Certainly, added-variable plots are among the useful tools here. 
A: This depends greatly on a good number of things: is the model for prediction or inference? Are we talking about an exploratory data analysis or multivariate modeling for confirmatory studies?
In prediction, we are less restricted by the choice of variables, except in the case of overfitting (which can be assessed using cross-validation). Adding a variable with no structural purpose will still be structurally "correct" as long as we reliably train the model. The only problem involved is whether collecting data on this factor is expensive, invasive, or unethical. It's a slightly extraneous issue, but imagine having an testicular cancer risk assay which involves extracting serum from the testicles via syringe to screen for testicular cancer risk when you can just examine testicles for lumps in the shower.
In inference, exploratory data analyses can often use data driven approaches to identifying important confounders, mediators, and precision variables. Forward, backward model selection are commonly implemented approaches to this. You might add a factor to the model because it has a large effect size (as is the case in LASSO), or because it improves some information criterion (like AIC or BIC in stepwise model selection), or because it changes the main effect by a significant amount (as in epidemiologic modeling).

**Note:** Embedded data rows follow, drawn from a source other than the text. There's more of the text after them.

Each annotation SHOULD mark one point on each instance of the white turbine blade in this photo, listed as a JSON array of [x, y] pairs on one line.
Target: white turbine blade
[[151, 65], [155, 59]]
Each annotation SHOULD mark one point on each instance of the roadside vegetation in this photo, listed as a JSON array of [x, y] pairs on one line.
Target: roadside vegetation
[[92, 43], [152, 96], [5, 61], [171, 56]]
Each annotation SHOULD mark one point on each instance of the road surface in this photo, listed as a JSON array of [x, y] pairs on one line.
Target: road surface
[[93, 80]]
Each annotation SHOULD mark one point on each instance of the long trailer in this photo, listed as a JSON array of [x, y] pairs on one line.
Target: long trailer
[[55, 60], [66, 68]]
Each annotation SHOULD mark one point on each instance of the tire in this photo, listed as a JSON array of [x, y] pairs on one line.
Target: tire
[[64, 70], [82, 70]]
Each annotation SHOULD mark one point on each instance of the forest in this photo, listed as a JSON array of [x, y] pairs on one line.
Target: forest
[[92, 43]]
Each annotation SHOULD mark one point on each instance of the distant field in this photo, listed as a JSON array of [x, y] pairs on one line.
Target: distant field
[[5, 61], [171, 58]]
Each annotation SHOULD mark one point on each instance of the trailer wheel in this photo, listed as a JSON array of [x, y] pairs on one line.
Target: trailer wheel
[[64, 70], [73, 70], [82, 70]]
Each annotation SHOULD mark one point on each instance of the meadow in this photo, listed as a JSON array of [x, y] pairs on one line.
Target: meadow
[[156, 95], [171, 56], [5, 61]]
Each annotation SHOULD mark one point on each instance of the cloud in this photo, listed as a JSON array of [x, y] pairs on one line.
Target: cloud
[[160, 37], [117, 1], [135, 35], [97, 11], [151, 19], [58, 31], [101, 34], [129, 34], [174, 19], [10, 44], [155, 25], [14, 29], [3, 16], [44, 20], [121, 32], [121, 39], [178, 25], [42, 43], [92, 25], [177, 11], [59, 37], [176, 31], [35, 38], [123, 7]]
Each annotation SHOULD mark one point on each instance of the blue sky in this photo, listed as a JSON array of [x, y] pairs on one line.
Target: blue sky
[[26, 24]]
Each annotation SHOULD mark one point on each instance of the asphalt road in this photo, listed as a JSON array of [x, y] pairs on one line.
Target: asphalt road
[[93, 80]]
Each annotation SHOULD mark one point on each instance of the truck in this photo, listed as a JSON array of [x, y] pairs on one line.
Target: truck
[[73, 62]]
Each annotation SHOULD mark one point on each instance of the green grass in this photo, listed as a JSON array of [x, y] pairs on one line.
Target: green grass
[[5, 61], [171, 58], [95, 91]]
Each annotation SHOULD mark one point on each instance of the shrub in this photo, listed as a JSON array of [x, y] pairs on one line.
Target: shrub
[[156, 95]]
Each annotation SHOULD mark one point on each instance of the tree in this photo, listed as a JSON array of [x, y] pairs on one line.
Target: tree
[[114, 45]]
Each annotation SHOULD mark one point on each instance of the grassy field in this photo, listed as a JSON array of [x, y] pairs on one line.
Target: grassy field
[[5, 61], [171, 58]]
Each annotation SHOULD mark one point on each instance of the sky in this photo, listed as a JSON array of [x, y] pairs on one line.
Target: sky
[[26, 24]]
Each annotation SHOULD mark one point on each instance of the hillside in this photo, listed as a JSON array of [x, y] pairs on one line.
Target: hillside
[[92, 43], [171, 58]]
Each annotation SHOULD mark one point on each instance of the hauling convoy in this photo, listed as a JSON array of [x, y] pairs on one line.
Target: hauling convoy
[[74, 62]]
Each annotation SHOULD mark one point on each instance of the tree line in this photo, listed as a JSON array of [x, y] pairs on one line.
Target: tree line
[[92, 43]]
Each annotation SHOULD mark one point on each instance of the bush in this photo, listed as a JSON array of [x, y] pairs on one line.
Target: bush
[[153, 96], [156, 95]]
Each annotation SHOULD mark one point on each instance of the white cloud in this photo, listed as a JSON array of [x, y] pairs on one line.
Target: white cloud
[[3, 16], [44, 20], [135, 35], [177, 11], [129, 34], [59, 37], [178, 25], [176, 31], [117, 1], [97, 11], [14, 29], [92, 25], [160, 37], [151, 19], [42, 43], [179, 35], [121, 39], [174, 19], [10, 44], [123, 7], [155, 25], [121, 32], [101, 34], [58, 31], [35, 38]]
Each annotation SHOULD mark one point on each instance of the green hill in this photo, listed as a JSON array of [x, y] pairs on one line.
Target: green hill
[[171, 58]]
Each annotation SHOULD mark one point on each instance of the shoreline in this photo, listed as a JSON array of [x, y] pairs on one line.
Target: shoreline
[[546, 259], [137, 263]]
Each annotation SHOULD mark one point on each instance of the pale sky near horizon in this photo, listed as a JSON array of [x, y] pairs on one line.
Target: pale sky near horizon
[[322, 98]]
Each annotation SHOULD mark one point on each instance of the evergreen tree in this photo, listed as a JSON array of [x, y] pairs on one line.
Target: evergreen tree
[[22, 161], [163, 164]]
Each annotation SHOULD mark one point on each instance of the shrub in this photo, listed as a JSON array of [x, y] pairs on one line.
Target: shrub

In confirmatory inferential models, variables should be prespecified and a documented or plausible causal link with either the outcome (precision) or the exposure and outcome of interest (confounding). Effect measures from adjusted models having unique interpretations depending on which variables were chosen for adjustment, so should not really be compared. For instance, the smoking status vs. height difference is a completely different measure from the age adjusted smoking status vs. height difference. You can't compare them due to the confounding effects of age.
A: If you are using Adjusted R-squared as a model of fit for the OLS model, there is a rule of thumb to decide whether adding extra variable improves the fit (and hence to include in the model) or not: 
Adding an extra variable will increase adjusted R-squared if the absolute value of the t-statistic related with that variable is greater than one in value. The reverse is also true. There is a proof here if you are curious.